Oklahoma: After slipping below growth neutral in the third quarter of 2013, Oklahoma’s Business Conditions Index is once again moving higher. The overall index, a leading economic indicator, from a survey of supply managers in the state jumped to 60.2 from 49.3 in November. Components of the December survey of supply managers in the state were new orders at 50.4, production or sales at 74.0, delivery lead time at 49.4, inventories at 74.7, and employment at 52.7. “Expansions for business services firms and durable goods manufacturers, including metal producers, more than offset pullbacks for nondurable goods producers such as food processers. According to recent survey results, growth for the first half of 2014 will be healthy for Oklahoma,” said Goss.
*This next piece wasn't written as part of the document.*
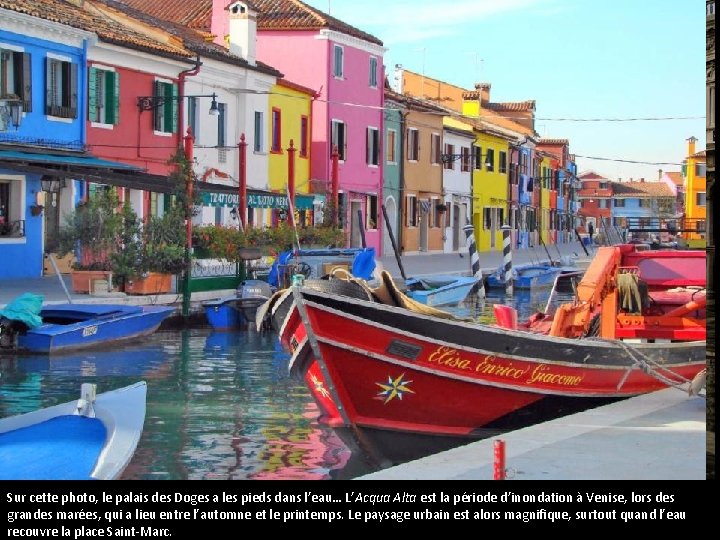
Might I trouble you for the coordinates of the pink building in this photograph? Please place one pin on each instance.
(344, 65)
The 2014 Oklahoma wish list includes: Continued low interest rates; The 2014 greatest economic risk: A significant upturn in lending rates that stifles the state’s construction sector.

South Dakota: After moving below growth neutral in November of 2012, South Dakota’s leading economic indicator has been above growth neutral 50.0 each month since. The overall index expanded to 53.2 from November’s 52.3. Components of the index for December, a leading economic indicator, were new orders at 55.3, production or sales at 54.2, delivery lead time at 52.3, inventories at 52.0, and employment at 52.1. “Upturns in manufacturing sales continue to bolster job growth and increases in the hours worked for manufacturing sector. Growth for business services firms continues to spill over into the broader state economy. Economic growth for the first half of 2014 will be healthy according to recent surveys of supply managers in the state,” said Goss. The 2014 South Dakota wish list includes: Continued low interest rates; The 2014 greatest economic risk: A significant upturn in the value of the U.S. dollar pushing agriculture commodity prices even lower.

Survey results for January will be released on the first business day of next month, Feb. 3.